You have registries of varying different sizes.
And I think the majority want to deploy DNSsec, see the value in it already, but just don't have the ability to tinker with it at this early stage.
So once it's deployed, once you see it in a few of the major zones, very quickly, you'll see the interest peaking within the entire TLD community to deploy it quickly.
Thank you.
I'm going to hit my last bullet there and point out that for some TLDs, we'll pick on someone who's not here, the Swedish or .SE, SENIC, the Swedes have indicated that they expect to sign their zone and have it in a production-available space by the fourth quarter of this year.
Which then leads me to ask the question, are the Swedes teaching all of the people unregistered under .SE about DNSsec or are they expecting other people to do that?

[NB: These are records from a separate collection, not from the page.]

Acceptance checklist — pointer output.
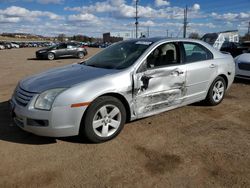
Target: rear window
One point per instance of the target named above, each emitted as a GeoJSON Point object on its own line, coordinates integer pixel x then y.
{"type": "Point", "coordinates": [196, 52]}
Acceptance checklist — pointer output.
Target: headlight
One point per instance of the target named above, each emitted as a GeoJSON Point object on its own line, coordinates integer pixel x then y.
{"type": "Point", "coordinates": [43, 51]}
{"type": "Point", "coordinates": [46, 99]}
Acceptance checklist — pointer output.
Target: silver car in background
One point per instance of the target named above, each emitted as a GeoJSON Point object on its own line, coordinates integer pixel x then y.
{"type": "Point", "coordinates": [126, 81]}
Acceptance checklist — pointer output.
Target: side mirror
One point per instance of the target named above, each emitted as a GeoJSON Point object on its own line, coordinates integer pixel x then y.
{"type": "Point", "coordinates": [143, 67]}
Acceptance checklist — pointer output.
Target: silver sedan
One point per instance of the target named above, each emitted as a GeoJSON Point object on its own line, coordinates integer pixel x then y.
{"type": "Point", "coordinates": [126, 81]}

So that's another question, is a training of people that are underneath you, your set of delegations.
Go ahead.
>> I'm Andrzej Bartosiewicz from Poland, from Polish registry.
You said that there is 20 registries per year taking courses.
But I think, for example, you were not participating in the courses, because we did the tests by ourselves.
So we had our infrastructure, et cetera, and we tested this technology.
So for us and for the remaining registries from Europe, as I know, the problem, is the zone walking.
So probably if the zone walking probably will be solved.
Many registries, like NASK, the Polish registry, will implement this.
And to be honest, we don't need any additional trainings or et cetera.
It's just the technology we can adopt.
So --
>>JAAP AKKERHUIS: Well, I'm not Swedish and not tall enough, either.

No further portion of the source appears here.